The holiday season is coming up, and that means my sister and her fiancé will soon be staying with me and my husband during Thanksgiving week. The problem is that my brother-in-law-to-be suffers from a particularly pigheaded brand of conservative Christianity. To put it politely, he is an outspoken member of the religious right. For him, there is a very simple and stereotypical solution for each of our country’s problem, and he speaks with such certainty and arrogance that it really bothers me.

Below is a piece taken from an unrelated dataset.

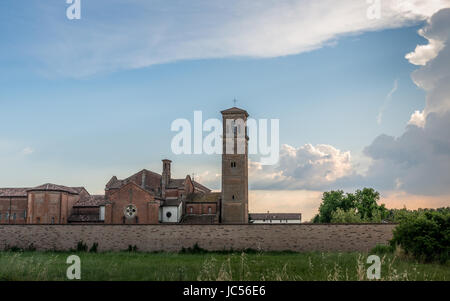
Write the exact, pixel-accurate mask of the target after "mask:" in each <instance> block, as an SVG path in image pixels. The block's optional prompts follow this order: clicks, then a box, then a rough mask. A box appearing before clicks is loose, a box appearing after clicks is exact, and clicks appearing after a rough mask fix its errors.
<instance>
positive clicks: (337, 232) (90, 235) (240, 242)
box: [0, 224, 396, 252]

Everyone in my family goes to church, but he’s the only one who brings his religious politics home to the dinner table, and his views are very extreme. I don’t share his opinions, and I don’t want to have to argue with him when he brings up issues of the day. I’d rather just keep the peace, but then again, I don’t want to be a pushover. I also don’t want to appear unsupportive of my sister or make it seem like we don’t approve of her choice of partner. How do I resolve this?
Supporting your sister does not include an obligation to approve of her taste in men. In other words, you don’t have to like her fiancé. You merely have to tolerate his company a few times a year for as long as your sister can stand to be married to him.
You also have to be a gracious host for family members during the holidays. Of course, one of the benefits of being a host is that when someone is under your roof, they have to respect your house rules.
So, to resolve this, it’s simply time for a new rule — no talking politics. Just don’t allow it. Acknowledge that you’re never going to change each other’s minds about certain subjects, and in the interest of civility, let your sister and her future husband know ahead of time that impolite or controversial conversation is off limits at your house. It may seem a little weird at first to make an explicit rule about what folks can talk about, but trust me, it works.
It’s already rude for your sister’s fiancé to be talking about religion or politics in the first place, but once you have the power to call him out for breaking a house rule (as opposed to arguing with him because you disagree), things will become much more peaceful.
He doesn’t have to like it, but as long as he’s under your roof, he does have to respect it. Or he can stay somewhere else.